I received a lot of responses from my readers about my last blog post (Yay, success in getting the conversation started!). Your curiosity was piqued by my supplement routine, in particular how iodine comes into play. Some of you have heard conflicting information about iodine and thyroid issues. In my experience, supplementing with iodine rich foods and a high quality iodine supplement has made a world of difference.
Why iodine is important
Iodine is essential for these reasons: (1) your immune system relies on this mineral to function, (2) iodine is a natural antiseptic and, (3)a fragile balance exists between iodine levels, the thyroid gland, and overall health. The function of the thyroid gland is to take iodine and convert it into thryoid hormones (T3 & T4). Thyroid cells are the only cells in the body which can absorb iodine. Without iodine, energy levels plummet, hormones can become imbalanced, and physical and emotional states can suffer.
In addition to supporting the thyroid, there are many other benefits of iodine. It’s a terrific cleanser and detoxing agent for the body. It can prevent harm from radiation (and your thyroid is particularly sensitive to radiation damage), it helps to aid digestion and regularity, and assists in improving brain development. Iodine can be a critical cancer preventative too.

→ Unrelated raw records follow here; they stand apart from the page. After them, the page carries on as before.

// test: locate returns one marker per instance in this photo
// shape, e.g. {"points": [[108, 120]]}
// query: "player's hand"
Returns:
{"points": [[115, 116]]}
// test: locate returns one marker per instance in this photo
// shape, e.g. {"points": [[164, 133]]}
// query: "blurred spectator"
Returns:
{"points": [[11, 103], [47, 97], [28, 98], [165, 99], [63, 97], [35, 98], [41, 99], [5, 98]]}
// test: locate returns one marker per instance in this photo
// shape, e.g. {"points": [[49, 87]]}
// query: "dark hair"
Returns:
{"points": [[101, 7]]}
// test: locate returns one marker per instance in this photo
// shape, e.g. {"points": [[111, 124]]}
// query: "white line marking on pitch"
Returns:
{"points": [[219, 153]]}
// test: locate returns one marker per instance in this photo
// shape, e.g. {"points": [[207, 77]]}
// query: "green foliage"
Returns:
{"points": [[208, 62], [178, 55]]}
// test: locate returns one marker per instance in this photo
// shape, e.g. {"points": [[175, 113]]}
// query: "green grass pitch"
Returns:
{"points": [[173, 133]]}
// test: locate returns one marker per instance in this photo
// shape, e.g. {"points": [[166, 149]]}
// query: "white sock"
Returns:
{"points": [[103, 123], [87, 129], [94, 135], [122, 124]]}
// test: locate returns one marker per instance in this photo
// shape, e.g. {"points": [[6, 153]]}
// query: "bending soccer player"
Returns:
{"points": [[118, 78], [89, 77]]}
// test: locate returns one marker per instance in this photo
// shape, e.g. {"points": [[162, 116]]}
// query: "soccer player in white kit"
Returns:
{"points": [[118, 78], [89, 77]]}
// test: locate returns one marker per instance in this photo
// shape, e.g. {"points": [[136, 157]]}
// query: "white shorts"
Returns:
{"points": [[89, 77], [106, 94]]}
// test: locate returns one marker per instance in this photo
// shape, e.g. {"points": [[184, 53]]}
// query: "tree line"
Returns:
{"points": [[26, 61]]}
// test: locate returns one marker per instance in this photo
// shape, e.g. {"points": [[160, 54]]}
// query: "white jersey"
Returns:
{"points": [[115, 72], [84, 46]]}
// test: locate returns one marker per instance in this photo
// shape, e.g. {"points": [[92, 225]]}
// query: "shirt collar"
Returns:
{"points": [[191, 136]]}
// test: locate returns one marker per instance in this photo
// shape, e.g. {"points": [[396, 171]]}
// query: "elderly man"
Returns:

Why we are deficient in iodine
Today, our agricultural methods leave soils depleted of minerals, making it very difficult to get iodine in foods. We are not eating enough of the foods I list below. Sadly, the modern diet is full of processed foods, instead of iodine-providing plant, fruit and sea-based foods.
It’s hard to detect if you have insufficient iodine on a blood test, so one quick clue is to look at the coloration of your fingernails. If your fingernails don’t have healthy color to them, chances are you’re lacking enough iodine.
Doesn’t table salt have iodine?
If you think table salt is a good source of iodine, think again. Today’s table salt is actually a manufactured form of sodium (sodium chloride). It does contain added iodine, but that is served with a side of chemical additives and zero nutritional value. Table salt is processed, bleached, and given a chemical bath.
Stay away from table salt and choose only natural, sea salts like these instead:
- Redmond Real Salt
- Natierra Himalayan Pink Salt
- Celtic Sea Salt
The best food sources of iodine
Thankfully, organic methods don’t deplete the soil and produce more nutrient rich foods. Prioritizing organic foods is an important first step to take.
Next, consider that most of the world’s accessible iodine is in the ocean, therefore sea-plants and seafood are rich sources.I recommend adding in as many of these foods as possible (don’t let this list overwhlelm you, just bring in one or two of these a day):
- Nori, wakame, kelp, or dulse seaweed
- Wild caught cod, lobster, and shrimp
- Leafy greens (arugula, spinach, romaine, red leaf, butter lettuces, parsley and dandelion greens)
- Navy beans
- Organic strawberries
Look for spirulina, bladderwrack, or kelp capsules, or a high-quality nascent iodine designed for oral/internal use. This form of iodine is safer and viewed as more effective than the potassium iodine supplement form. Nacent Iodine holds the atomic form of iodine and the body more easily absorbs and utilizes the supplement because of this. My preferred supplement is Global Healing Center Nascent Iodine Detoxadine.
If you think your thyroid issues could be related to iodine deficiency, don’t hesitate to start incorporating the foods above as part of your healthy diet (that you can start anytime!) and then check out an iodine supplement. Remember, these are changes and supplements that have worked for me, but we’re all unique. Consult your doctor before starting any supplement routine.